The popular jurisdictions are:
- Ras Al Khaimah
- Cayman Islands
Some jurisdictions have tax information-sharing agreements that you may not like. You must check this out. You must also check local tax rates applicable to the offshore structured entities.
You will need to engage the services of an informed, trusted CSP agent who is authorized to register companies in your chosen jurisdiction and knows the laws.
Is your purpose information of an offshore company to protect your assets or to run your business and make money?
Answers to these questions will clarify your exposure to individual tax liability if any. You will be further benefited by the advice of the CSP agent who will take charge of your job and complete all formalities and help you report to the authorities.
A good CSP agent will confirm if starting an offshore can be supported in the proposed jurisdiction and the implications of tax terms and confidentiality as well as the safety of your assets.
Step 2. Deciding the right structure for your offshore formation
This is perhaps the most important step. Basically there are three types of structure:
- An offshore company: This can be an Offshore IBC (International Business Corporation) or an Offshore Limited Liability Company or Partnership
- An offshore trust
- An offshore foundation
An offshore company as an IBC company is the most common form because almost all jurisdictions accept it. However, an IBC has certain advantages and disadvantages when compared with an offshore LLC.
An IBC operates just like any other corporate entity with shareholders and Directors and passes resolutions like other firms.
Hence, you can have a layer of confidentiality by taking advantage of nominee services. Being most common an IBC is accepted in transaction processes and legal agreements. It is also relatively cheaper to form.
However, an offshore LLC or LLP is more like a cross between a limited company and partnership. It enjoys the benefit of taxation by having income taxed only once as the income of the partners. Yet the liability conditions of the company are not that of the partners.
Also, the tax rates are lower in an LLP or LLC if at all they apply to your company. In case of a legal dispute the court can order an IBC share certificates to be attached but that cannot happen in the case of an LLP.
However, LLC or LLP offshore does not afford the same level of confidentiality as IBC.
You must choose the structure of your offshore formation with this in mind. Choose the share capital and managing the activity carefully after due consideration of its intended use. Now you are ready for step three.
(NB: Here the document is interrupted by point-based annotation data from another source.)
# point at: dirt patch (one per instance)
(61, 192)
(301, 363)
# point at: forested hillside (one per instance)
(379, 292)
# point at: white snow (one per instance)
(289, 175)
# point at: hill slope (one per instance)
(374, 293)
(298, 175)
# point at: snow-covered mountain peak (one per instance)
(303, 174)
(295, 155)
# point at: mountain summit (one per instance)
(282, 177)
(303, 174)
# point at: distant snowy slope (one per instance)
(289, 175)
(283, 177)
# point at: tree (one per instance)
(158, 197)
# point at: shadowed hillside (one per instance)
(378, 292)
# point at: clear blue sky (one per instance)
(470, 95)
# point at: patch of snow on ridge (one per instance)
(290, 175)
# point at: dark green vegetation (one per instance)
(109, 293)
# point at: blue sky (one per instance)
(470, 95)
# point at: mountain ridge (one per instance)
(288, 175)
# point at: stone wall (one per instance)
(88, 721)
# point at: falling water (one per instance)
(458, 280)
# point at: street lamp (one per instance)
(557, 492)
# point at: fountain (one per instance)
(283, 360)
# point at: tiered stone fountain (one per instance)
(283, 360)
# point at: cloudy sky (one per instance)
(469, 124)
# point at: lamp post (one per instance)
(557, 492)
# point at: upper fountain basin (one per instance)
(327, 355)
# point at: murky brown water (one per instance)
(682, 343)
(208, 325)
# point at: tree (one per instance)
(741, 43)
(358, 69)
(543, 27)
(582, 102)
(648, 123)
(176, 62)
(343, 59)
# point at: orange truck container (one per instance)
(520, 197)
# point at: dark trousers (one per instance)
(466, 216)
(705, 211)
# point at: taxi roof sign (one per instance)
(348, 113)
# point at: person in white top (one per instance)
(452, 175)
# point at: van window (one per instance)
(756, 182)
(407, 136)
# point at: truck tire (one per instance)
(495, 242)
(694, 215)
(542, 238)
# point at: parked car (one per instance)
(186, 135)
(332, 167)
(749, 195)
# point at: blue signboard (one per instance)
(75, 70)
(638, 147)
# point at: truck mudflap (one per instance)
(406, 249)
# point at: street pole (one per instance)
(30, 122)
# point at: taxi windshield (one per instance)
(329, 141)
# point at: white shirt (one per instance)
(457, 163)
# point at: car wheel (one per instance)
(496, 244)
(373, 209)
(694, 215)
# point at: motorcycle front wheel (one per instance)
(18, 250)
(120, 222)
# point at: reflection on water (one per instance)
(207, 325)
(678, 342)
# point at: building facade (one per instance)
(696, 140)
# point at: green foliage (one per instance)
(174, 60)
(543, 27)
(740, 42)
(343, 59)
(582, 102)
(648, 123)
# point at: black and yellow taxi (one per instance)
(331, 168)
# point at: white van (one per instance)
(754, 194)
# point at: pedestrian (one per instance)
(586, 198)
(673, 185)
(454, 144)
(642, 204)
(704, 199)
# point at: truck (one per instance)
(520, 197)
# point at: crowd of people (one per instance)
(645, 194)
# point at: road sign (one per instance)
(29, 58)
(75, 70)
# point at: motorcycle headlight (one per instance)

Step 3. Completing the documentation for your offshore formation and bank account
What documents will you need?
The documents are invariably the same no matter who is filing them. You, the shareholders and directors must provide their KYC (Know Your Client) papers that prove their identity as real persons. They are:
- A government-issued passport which must be authentic for obvious reasons
- Proof of your street address which can be a public utility bill, a credit card bill, a bank statement, or a tax return that has been mailed to your home address. This must be recent, less than 2-3 months old and an original
- A reference letter from your banker saying that you have a bank account in good standing. This can also be substituted by a reference letter from a Legal Firm or a Chartered Accounting firm in some cases
- A CV of all directors and shareholders is required sometimes
- Occasionally, a brief note on the business: Customers, trade suppliers and business activity that will be conducted in the offshore formation
- In addition, some offshore jurisdictions ask for a form to be filled out hat requires details about the source of funds, kind of business transactions and assets that will be held by the company
What services will an agent provide?
The agent will file the documents along with the fees and form your company. And ensure legal compliance for the jurisdiction.
You will receive the Certificate of incorporation & Memorandum of Association and the share certificates at the time your offshore company is complete.